Aqui na América do Sul, vale dar um destaque para a Argentina. Apesar das medidas impopulares, Javier Milei mantém altos índices de aprovação. A população reconhece que a hiperinflação é resultado de políticas passadas, como impressão descontrolada de moeda e controle artificial de preços e câmbio. Caso a popularidade se mantenha, há potencial para uma reconfiguração do Congresso nas próximas eleições, fortalecendo a agenda de reformas econômicas.
Obviamente, não há como comparar a economia de nosso vizinho com a do país asiático. Mas dá para considerarmos as estratégias de ambos. Se a da China visa o domínio da economia global e seu posicionamento como novo império, a da Argentina tem como propósito acabar de vez com uma crise que dura décadas e colocar o país novamente nos trilhos do desenvolvimento.
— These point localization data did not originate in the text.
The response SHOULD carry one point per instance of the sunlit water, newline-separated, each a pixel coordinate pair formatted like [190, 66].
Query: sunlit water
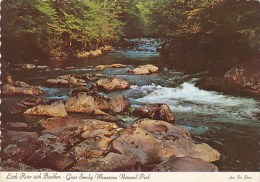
[227, 123]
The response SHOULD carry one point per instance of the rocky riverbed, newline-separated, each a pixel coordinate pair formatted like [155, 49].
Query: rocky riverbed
[63, 142]
[125, 111]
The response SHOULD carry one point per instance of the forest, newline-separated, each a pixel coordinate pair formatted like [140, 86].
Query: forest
[130, 86]
[40, 29]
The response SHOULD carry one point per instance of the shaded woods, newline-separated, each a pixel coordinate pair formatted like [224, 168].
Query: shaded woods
[35, 29]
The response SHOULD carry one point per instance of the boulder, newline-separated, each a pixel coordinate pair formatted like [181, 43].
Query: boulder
[93, 103]
[54, 109]
[66, 80]
[11, 165]
[150, 142]
[155, 111]
[110, 66]
[95, 53]
[185, 164]
[107, 48]
[18, 125]
[26, 103]
[161, 129]
[111, 162]
[145, 69]
[112, 84]
[83, 55]
[21, 90]
[42, 67]
[246, 75]
[87, 103]
[8, 79]
[119, 104]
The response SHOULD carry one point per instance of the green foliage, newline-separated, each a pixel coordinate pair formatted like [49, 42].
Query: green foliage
[57, 28]
[226, 24]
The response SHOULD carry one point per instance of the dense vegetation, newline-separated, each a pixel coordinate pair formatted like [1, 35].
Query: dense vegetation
[55, 28]
[216, 27]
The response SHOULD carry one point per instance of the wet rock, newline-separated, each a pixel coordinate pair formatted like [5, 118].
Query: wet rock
[93, 103]
[15, 143]
[119, 104]
[42, 67]
[15, 137]
[66, 80]
[8, 79]
[56, 125]
[79, 89]
[112, 84]
[156, 111]
[145, 69]
[111, 162]
[246, 75]
[21, 89]
[87, 103]
[42, 158]
[95, 53]
[93, 147]
[185, 164]
[183, 147]
[10, 165]
[110, 66]
[56, 108]
[86, 77]
[162, 129]
[26, 103]
[28, 66]
[138, 146]
[31, 101]
[83, 55]
[107, 48]
[151, 143]
[18, 125]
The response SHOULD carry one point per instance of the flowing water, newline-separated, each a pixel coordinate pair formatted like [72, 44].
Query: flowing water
[227, 123]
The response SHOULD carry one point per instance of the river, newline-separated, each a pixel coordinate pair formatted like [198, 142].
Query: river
[227, 123]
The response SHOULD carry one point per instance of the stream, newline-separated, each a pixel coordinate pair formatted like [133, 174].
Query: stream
[227, 123]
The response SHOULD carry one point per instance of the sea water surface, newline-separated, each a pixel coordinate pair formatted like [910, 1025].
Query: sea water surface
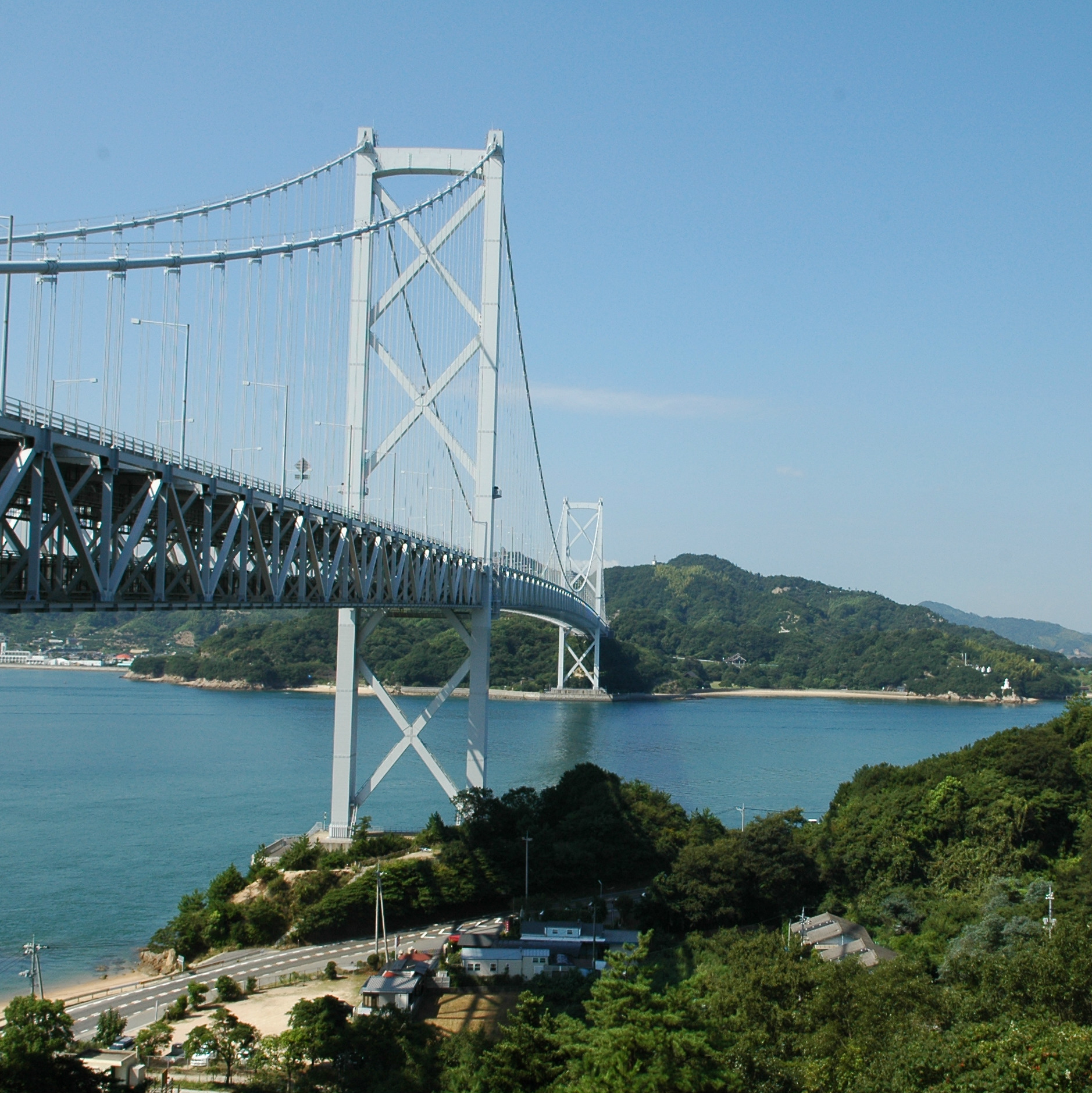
[117, 796]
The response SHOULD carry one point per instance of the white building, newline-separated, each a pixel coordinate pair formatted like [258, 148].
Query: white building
[508, 961]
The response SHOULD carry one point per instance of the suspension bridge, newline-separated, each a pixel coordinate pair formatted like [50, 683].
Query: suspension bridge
[312, 395]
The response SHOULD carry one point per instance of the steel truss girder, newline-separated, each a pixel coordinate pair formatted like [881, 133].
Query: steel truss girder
[89, 527]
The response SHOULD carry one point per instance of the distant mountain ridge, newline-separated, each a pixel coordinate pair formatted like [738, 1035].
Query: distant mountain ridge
[1033, 632]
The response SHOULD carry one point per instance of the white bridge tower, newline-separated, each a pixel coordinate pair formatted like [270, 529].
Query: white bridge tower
[369, 302]
[582, 560]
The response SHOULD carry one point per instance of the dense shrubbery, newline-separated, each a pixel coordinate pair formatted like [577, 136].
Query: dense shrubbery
[591, 827]
[947, 860]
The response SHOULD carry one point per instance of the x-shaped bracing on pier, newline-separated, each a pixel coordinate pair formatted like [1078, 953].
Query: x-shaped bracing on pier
[424, 403]
[411, 731]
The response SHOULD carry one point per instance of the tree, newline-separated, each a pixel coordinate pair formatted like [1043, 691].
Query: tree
[152, 1038]
[36, 1032]
[284, 1056]
[227, 1039]
[529, 1055]
[35, 1027]
[110, 1026]
[322, 1024]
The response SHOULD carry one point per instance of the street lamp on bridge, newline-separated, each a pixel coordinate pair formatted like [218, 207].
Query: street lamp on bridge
[176, 326]
[284, 446]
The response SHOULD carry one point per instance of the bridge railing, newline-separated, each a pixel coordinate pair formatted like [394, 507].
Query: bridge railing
[31, 415]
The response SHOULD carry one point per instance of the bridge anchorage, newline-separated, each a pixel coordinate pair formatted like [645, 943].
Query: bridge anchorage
[305, 396]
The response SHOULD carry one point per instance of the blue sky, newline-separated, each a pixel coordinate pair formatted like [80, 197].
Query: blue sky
[806, 288]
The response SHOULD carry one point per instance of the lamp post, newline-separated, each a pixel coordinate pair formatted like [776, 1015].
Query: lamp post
[176, 326]
[53, 391]
[352, 429]
[284, 445]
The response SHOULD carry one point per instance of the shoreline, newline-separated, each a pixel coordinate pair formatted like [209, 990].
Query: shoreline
[498, 695]
[883, 695]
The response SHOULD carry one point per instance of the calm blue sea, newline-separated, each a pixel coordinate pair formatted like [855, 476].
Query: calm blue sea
[117, 796]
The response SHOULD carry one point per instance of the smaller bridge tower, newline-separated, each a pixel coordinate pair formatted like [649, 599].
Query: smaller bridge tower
[582, 560]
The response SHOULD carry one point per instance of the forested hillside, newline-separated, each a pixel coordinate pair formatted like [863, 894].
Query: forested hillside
[946, 861]
[676, 626]
[802, 633]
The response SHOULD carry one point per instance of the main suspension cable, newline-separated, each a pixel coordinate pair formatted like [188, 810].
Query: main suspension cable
[527, 388]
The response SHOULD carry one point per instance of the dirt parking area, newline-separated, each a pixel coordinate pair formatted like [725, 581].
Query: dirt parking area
[468, 1012]
[268, 1012]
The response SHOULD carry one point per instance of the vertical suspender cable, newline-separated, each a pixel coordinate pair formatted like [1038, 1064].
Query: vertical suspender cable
[7, 319]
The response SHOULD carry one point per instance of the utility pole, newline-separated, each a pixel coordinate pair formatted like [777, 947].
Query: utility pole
[527, 868]
[34, 972]
[595, 907]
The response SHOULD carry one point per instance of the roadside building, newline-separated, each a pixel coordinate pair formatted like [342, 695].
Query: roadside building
[514, 959]
[123, 1068]
[545, 948]
[401, 985]
[836, 938]
[391, 991]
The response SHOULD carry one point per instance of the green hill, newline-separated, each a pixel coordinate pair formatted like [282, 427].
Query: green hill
[676, 626]
[1034, 632]
[700, 611]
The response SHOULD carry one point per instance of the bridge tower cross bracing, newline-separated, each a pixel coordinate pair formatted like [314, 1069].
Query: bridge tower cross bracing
[374, 164]
[585, 533]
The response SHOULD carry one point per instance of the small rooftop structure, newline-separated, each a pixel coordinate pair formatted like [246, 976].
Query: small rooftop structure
[123, 1068]
[836, 938]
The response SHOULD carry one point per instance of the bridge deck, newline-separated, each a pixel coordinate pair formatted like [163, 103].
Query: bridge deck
[94, 521]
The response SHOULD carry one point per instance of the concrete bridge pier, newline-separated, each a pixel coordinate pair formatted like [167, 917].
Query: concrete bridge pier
[355, 625]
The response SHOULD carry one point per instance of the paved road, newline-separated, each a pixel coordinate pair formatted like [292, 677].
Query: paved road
[140, 1005]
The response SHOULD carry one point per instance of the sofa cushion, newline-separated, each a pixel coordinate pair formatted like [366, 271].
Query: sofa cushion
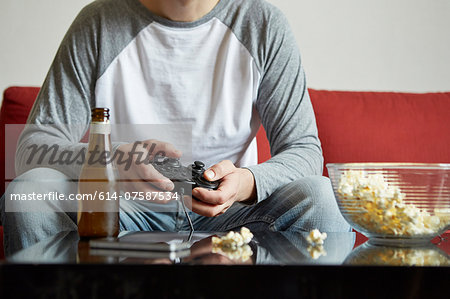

Vale lembrar, que nenhuma nação da América do Sul experimentou a mesma pujança que os argentinos experimentaram na primeira metade do século 20 e que acabou por conta de políticas econômicas equivocadas e muita corrupção ao longo das últimas décadas.
A Argentina detém vastas reservas de gás e petróleo, incluindo algumas das maiores jazidas de xisto do mundo. A exploração desses recursos constitui um dos pilares centrais da estratégia do presidente Javier Milei para atrair investimentos e impulsionar o crescimento econômico do país. Com o respaldo do eleitorado e o apoio de um Congresso mais alinhado, nossos vizinhos argentinos estão prestes a se tornar um exemplo para toda a América Latina de como conduzir as reformas necessárias ao progresso. Ademais, à semelhança do Brasil, a Argentina foi contemplada pelo governo dos Estados Unidos com uma tarifa de apenas 10%, a menor prevista no pacote de medidas, o que representa um estímulo significativo à competitividade de seu setor exportador em relação a diversos concorrentes globais. Desde que mantenha o rumo das reformas, não restam dúvidas de que a Argentina poderá colher os frutos da prosperidade.